A thermodynamic system undergoes cyclic process ABCDA as shown in figure. The work done by the system in the cycle is

Area of the upper triangle
$=\frac{1}{2}\times \left(2{\mathrm{V}}_0-{\mathrm{V}}_0\right)\times \left(3{\mathrm{P}}_0-2{\mathrm{P}}_0\right)=\frac{{\mathrm{P}}_0{\mathrm{V}}_0}{2}$
So work done in that cycle
${\mathrm{W}}_1=\frac{-{\mathrm{P}}_0{\mathrm{V}}_0}{2}$[Anticlockwise]

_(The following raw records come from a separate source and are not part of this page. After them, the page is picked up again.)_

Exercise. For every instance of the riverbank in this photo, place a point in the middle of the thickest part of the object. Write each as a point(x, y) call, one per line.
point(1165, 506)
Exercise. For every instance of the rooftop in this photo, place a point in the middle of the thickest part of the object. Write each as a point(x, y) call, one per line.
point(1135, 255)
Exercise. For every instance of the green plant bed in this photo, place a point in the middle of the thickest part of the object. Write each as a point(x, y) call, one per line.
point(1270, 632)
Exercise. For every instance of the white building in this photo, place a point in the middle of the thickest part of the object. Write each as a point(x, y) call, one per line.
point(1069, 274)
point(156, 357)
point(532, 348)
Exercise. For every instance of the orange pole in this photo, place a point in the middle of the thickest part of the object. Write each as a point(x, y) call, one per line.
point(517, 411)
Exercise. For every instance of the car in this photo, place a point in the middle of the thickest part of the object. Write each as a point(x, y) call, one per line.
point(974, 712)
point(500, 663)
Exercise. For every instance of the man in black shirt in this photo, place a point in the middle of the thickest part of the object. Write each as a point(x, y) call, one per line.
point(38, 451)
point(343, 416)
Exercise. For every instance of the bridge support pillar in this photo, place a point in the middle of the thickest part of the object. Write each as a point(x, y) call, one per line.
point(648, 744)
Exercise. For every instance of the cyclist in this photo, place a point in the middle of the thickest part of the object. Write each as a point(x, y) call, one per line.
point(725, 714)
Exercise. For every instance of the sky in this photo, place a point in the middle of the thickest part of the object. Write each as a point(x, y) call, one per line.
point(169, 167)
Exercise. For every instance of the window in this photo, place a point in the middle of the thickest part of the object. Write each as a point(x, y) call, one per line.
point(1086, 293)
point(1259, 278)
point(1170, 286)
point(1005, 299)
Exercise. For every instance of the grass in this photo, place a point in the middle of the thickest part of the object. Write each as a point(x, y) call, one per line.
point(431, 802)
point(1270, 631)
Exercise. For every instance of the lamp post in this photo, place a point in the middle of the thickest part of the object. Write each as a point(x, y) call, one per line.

Area of the lower triangle
$=\frac{1}{2}\times \left(2{\mathrm{V}}_0-{\mathrm{V}}_0\right)\times \left(2{\mathrm{P}}_0-{\mathrm{P}}_0\right)=\frac{{\mathrm{P}}_0{\mathrm{V}}_0}{2}$
So work done in this cycle
${\mathrm{W}}_2=\frac{+{\mathrm{P}}_0{\mathrm{V}}_0}{2} [\mathrm{Clockwise}]$
Total workdone$\mathrm{W}={\mathrm{W}}_1+{\mathrm{W}}_2=0$